Mit 110 Tonnen zum Silberlöffel - in der Werkstatt von Jarosinski & Vaugoin

Zugegeben, ich liebe Handwerk und Werkstätten, die eine Patina haben, Geschichten erzählen können. Im WIEN PRODUCTS Stadtplan „Qualität ist ein Spaziergang“ finde ich Jarosinski & Vaugoin - DIE Silberschmiede und mache mich neugierig auf den Weg in den 7. Bezirk, wo sich in der Zieglergasse 24 Geschäft und Werkstatt befinden.

Ich läute an der dunkelgrünen Tür und betrete das Geschäft. Jean Paul Vaugoin, der die familieneigene Silberschmiede bereits seit 14 Jahren führt, empfängt mich und wir kommen schnell ins Gespräch. Bei diesem Handwerk stellt man sich ja oft eher ältere Menschen als Chef vor – der Mann, der mir gegenübersteht ist 35 Jahre alt und bereits ein alter Hase, was die Erfahrung angeht.

Sein Part liegt neben Geschäftsführung und Produktentwicklung vorrangig  im Verkauf der edlen Produkte, die in den schwarzen Auslagen um uns herum verführerisch funkeln.

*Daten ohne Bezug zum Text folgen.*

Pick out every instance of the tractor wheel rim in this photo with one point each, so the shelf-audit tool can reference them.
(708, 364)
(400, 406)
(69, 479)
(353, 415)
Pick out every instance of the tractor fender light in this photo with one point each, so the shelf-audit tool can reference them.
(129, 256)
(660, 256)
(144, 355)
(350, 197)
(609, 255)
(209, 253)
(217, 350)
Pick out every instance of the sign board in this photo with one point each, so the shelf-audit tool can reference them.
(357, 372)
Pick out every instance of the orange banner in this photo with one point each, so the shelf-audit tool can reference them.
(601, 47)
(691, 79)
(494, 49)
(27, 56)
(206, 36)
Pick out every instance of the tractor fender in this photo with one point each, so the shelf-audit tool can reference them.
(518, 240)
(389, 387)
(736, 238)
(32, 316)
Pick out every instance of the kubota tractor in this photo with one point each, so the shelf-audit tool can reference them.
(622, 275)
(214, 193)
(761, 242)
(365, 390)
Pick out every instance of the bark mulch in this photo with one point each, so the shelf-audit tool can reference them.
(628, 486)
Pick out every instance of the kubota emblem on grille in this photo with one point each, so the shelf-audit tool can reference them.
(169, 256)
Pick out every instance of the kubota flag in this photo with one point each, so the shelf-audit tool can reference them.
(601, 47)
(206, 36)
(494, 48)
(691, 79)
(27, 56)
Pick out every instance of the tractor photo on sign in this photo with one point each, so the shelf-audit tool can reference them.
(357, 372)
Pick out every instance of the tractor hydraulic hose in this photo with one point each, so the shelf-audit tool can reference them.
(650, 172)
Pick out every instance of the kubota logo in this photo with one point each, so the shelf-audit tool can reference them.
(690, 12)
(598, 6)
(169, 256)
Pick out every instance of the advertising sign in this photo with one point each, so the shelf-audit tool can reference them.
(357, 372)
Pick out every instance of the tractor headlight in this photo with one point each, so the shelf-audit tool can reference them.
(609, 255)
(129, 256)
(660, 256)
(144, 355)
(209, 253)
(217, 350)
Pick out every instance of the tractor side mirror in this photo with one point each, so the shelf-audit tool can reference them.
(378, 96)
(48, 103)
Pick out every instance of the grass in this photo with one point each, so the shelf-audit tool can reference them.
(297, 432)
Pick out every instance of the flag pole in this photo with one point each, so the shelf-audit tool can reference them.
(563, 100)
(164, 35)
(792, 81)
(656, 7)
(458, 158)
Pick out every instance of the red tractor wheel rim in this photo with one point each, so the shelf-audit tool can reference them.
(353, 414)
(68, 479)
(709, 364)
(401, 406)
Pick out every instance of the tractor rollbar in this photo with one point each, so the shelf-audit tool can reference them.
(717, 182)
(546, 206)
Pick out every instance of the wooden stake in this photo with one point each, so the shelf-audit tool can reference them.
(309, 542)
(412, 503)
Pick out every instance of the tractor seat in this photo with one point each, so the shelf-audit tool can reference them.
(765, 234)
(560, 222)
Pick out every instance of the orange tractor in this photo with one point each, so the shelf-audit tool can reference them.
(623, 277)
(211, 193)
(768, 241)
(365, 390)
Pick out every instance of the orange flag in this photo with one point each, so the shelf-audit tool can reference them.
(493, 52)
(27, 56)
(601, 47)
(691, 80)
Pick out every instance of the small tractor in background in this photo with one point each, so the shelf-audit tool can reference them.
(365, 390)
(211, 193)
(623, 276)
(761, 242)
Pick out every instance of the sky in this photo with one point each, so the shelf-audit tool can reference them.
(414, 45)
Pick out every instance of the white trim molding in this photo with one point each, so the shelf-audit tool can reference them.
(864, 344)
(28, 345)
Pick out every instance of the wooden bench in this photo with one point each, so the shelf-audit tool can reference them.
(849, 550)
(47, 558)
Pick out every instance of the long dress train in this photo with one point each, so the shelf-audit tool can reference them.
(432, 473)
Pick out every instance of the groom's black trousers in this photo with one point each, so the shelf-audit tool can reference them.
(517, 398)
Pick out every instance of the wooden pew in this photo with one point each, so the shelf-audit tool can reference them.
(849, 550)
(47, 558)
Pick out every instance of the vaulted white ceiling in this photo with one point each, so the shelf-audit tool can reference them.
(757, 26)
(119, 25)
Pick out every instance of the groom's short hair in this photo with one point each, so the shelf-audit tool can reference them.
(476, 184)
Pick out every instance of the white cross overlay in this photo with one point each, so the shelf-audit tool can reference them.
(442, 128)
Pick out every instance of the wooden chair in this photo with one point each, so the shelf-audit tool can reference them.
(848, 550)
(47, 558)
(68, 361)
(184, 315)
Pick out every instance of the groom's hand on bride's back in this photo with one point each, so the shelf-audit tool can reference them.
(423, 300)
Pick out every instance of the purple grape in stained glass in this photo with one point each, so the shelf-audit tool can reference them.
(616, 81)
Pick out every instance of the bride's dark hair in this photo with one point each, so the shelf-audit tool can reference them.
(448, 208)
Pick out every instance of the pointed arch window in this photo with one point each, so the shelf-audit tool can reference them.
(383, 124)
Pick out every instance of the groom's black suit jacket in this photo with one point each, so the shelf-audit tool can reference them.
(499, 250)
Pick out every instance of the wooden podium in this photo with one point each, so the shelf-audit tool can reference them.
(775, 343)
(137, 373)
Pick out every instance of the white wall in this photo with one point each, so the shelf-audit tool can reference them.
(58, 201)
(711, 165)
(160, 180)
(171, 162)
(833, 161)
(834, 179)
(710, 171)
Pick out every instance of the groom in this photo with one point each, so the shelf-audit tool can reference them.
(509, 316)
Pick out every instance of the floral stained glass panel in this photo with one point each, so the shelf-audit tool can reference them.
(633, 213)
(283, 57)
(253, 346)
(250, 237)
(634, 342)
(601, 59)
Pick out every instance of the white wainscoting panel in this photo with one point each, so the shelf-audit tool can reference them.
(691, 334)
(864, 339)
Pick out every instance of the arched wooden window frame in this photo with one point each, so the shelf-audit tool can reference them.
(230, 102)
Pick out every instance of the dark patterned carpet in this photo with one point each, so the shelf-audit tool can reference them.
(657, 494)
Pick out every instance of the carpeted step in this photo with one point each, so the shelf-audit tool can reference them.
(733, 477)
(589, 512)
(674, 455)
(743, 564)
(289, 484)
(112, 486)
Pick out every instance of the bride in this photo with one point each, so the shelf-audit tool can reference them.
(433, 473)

Es ist vor allem Hohlware – wie man Tauf- und Trinkbecher, Krüge, Kannen und Schüsseln nennt – die sofort ins Auge stechen. Von Barock über Rokoko bis hin zu absolut zeitgenössischen Designs ist alles vertreten. Dazu kommen noch 200 verschiedene Besteckformen aller Epochen....

Ich will wissen, welche Kunden hier einkaufen – in Zeiten von Coffee to go und Wegwerfgeschirr, das zu Fast Food gereicht wird, mutet die Produktqualität fast überirdisch luxuriös an und ist dabei auch ein echter Augenschmaus.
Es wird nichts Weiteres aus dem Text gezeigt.